Derar and Emren Dirse had been brought closer together by the
fate of their relatives. Trotting northwest out of the valley, they paused on the high ground and looked back towards Manzikert to see the blackened hills around, the plain turning to brown dust by the hooves and the fortress defiant amongst a sea of black tents.
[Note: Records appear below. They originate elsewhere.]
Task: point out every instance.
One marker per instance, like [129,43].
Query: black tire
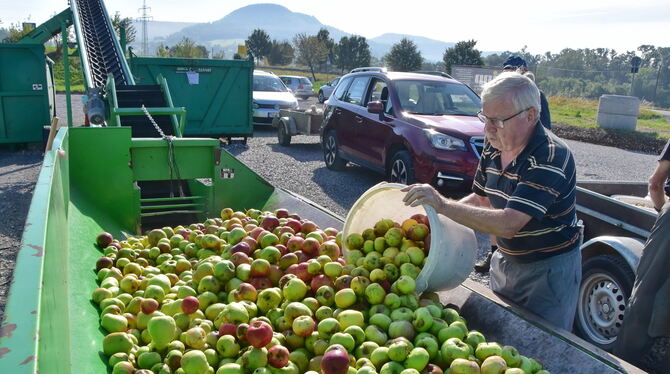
[330,152]
[400,169]
[283,137]
[607,282]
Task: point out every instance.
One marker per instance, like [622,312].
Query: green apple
[463,366]
[493,365]
[485,350]
[511,356]
[417,359]
[455,348]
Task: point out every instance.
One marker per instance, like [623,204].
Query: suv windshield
[268,83]
[437,98]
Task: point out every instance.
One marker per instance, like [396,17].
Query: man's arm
[499,222]
[657,183]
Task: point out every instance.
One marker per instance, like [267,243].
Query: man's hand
[423,194]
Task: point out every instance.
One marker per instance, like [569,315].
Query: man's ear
[533,115]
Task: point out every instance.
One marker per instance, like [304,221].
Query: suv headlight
[444,142]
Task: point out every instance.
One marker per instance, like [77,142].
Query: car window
[437,98]
[378,86]
[342,88]
[356,92]
[268,83]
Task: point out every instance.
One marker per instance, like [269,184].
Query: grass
[583,112]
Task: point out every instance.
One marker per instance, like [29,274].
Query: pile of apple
[270,293]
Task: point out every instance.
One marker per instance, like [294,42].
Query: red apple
[259,334]
[190,305]
[278,356]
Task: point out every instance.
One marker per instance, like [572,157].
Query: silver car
[301,86]
[327,89]
[270,94]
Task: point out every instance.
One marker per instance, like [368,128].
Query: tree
[352,52]
[310,51]
[404,56]
[281,53]
[259,44]
[324,36]
[187,48]
[463,53]
[131,32]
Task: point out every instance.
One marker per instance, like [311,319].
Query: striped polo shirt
[540,182]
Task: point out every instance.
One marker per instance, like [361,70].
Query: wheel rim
[399,172]
[331,150]
[601,308]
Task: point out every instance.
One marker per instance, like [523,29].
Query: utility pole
[144,18]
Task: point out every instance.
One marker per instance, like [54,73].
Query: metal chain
[172,162]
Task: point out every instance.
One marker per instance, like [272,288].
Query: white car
[270,94]
[327,89]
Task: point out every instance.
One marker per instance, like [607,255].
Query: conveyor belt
[101,53]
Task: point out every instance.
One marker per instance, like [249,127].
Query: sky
[541,26]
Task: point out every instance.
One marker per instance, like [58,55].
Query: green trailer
[216,93]
[52,326]
[26,93]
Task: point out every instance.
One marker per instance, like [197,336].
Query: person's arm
[657,183]
[499,222]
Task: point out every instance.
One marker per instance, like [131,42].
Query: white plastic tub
[452,246]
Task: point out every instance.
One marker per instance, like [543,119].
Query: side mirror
[375,107]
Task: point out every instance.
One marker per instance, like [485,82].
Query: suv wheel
[400,169]
[330,156]
[607,282]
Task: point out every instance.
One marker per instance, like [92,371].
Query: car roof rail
[369,68]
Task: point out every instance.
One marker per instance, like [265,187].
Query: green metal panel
[86,185]
[24,99]
[219,104]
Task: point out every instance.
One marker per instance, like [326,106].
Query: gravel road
[298,168]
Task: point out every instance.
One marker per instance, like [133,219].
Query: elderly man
[644,338]
[524,195]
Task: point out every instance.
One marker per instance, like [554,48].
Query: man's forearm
[486,220]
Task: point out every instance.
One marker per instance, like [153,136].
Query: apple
[335,361]
[463,366]
[190,305]
[259,334]
[278,356]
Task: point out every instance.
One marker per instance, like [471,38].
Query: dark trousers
[644,339]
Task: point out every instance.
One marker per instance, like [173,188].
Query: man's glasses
[496,122]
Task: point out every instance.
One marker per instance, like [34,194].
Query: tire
[330,150]
[400,169]
[283,137]
[607,282]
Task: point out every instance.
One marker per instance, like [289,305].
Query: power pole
[144,18]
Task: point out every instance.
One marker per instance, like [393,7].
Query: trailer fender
[630,249]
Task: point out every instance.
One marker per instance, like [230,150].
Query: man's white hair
[522,90]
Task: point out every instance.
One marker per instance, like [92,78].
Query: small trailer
[296,122]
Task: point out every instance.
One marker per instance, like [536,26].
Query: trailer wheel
[607,282]
[330,150]
[282,135]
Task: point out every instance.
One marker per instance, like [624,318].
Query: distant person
[515,63]
[644,339]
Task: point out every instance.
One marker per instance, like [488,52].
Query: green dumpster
[26,93]
[215,93]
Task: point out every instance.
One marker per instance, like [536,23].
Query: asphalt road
[298,168]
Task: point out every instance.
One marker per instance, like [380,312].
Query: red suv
[412,127]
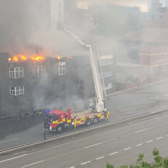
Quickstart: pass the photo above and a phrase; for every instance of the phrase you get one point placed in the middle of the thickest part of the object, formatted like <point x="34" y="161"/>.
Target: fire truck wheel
<point x="59" y="128"/>
<point x="88" y="122"/>
<point x="95" y="120"/>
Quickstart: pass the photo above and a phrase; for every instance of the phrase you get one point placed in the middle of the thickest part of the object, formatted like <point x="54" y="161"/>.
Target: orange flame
<point x="22" y="57"/>
<point x="58" y="57"/>
<point x="37" y="58"/>
<point x="15" y="58"/>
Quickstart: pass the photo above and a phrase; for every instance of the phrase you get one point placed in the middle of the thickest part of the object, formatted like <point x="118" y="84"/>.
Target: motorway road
<point x="121" y="107"/>
<point x="120" y="146"/>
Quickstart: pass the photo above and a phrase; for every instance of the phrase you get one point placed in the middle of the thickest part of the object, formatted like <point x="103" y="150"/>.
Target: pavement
<point x="121" y="107"/>
<point x="120" y="146"/>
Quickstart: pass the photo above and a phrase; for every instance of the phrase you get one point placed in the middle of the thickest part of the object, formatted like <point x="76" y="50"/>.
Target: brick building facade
<point x="32" y="84"/>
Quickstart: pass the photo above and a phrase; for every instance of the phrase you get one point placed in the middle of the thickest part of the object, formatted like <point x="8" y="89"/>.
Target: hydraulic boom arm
<point x="94" y="67"/>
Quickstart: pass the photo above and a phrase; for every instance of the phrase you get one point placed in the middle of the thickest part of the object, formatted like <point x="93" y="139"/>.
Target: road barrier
<point x="137" y="88"/>
<point x="78" y="134"/>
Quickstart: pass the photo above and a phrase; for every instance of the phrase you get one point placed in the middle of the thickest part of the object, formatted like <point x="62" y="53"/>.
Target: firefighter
<point x="108" y="113"/>
<point x="75" y="123"/>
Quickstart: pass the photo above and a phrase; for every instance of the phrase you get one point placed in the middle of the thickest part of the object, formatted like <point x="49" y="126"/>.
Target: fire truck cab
<point x="56" y="120"/>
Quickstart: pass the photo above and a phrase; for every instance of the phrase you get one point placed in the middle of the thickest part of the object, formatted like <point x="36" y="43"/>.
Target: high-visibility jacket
<point x="75" y="123"/>
<point x="108" y="114"/>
“Look,” exclaimed Emren, pointing to the eastern steppe leading to Archēsh, “the siege train and infantry are starting to arrive. That’ll finish the unbelievers.” He turned in his saddle and flashed a smile at Derar. “I hope they don’t break in before we return. For the Romans of Manzikert will be weaker by then, and I want my father’s horse and the head of the man who stole her—after he tells me how he came by her and where the old man is.”
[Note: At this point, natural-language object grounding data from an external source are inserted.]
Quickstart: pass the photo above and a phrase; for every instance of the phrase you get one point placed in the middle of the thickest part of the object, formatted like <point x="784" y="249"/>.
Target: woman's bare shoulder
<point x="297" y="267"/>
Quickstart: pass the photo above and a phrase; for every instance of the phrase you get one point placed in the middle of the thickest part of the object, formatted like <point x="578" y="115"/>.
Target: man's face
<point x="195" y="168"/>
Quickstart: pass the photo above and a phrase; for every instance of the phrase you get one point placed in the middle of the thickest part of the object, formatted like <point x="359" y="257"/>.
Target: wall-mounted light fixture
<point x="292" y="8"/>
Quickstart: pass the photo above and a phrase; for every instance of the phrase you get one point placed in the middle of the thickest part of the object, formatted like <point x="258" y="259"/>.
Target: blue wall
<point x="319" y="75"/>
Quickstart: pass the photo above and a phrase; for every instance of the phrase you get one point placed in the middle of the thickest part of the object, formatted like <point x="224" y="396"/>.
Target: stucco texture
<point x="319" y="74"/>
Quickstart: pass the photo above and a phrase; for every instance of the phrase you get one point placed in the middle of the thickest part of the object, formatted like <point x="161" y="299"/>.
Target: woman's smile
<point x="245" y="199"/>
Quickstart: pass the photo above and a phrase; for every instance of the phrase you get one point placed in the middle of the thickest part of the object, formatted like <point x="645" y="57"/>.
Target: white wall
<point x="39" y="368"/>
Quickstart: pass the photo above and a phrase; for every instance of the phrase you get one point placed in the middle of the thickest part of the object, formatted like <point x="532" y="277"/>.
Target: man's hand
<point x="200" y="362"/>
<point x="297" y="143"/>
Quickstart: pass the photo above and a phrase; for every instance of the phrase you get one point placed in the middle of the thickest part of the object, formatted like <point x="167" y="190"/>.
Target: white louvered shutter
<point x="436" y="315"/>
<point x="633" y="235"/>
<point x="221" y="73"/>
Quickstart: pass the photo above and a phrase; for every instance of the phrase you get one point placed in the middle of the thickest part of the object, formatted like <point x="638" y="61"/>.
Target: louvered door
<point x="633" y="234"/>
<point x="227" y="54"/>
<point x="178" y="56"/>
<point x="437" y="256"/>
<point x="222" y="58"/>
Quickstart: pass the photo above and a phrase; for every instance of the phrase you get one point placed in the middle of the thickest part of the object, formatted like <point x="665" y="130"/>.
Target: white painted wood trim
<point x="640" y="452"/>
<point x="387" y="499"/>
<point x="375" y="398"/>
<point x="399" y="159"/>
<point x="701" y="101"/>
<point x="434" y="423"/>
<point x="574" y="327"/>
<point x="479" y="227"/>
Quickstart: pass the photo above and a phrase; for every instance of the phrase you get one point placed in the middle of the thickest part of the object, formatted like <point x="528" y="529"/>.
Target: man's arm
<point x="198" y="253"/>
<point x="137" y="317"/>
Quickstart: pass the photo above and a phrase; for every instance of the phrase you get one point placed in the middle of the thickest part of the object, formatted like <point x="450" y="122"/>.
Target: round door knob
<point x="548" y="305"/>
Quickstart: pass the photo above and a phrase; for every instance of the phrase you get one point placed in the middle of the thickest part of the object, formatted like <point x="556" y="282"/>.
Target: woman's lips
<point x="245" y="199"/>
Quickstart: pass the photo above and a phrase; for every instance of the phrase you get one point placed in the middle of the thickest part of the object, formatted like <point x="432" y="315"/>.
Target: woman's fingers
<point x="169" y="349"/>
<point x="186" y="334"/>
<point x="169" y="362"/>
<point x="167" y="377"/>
They cantered forward to the lead of Emren’s two hundred tents. Derar could see the Sultan and his party ahead: seven horsetail standards amongst them, a camel with the Sultan’s tall personal banner as a rallying point and kettledrummers mounted on mules to relay battle orders. Far beyond the Sultan was the screen, well-spaced out on a broad front, killing, raping and plundering as they went. Derar could see the smoke from the fired peasants’ huts and the cultivated fields trampled beneath the hooves. Their horses shying at the grotesque forms, they rode over the outraged bodies of people who had thought themselves out of the way of the warring armies,
Late in the afternoon, they descended from the higher ground with its craggy places, to the streamside settlement of Dvaradzo-Daph. From the smoke and screaming as they rode into the outlying areas, Derar knew how ghastly it would be. “Stay close,” he warned Farisa.
They camped that night, amid the spitted old people and children cut down amongst their burnt houses, sheds and enclosures. With the air thick from the smoke, the nomads gathered around fires, roasting sheep and goats and drinking the wine they found for the taking. For firewood, they laid beams across the doorways of the little houses and hitching teams of oxen or horses to the heavy timber, simply pulled the dwellings apart to loud cries of applause. The gold and silver found was started back to Tabriz on baggage camels and captured horses. Hacks, saddles and what little arms and armour were found, were claimed by those who happened on them. Then the brutalised survivors were herded together. Through that long night of tears and anguish, the women were raped in front of their men, who except for a few kept as slaves, were then killed with swords.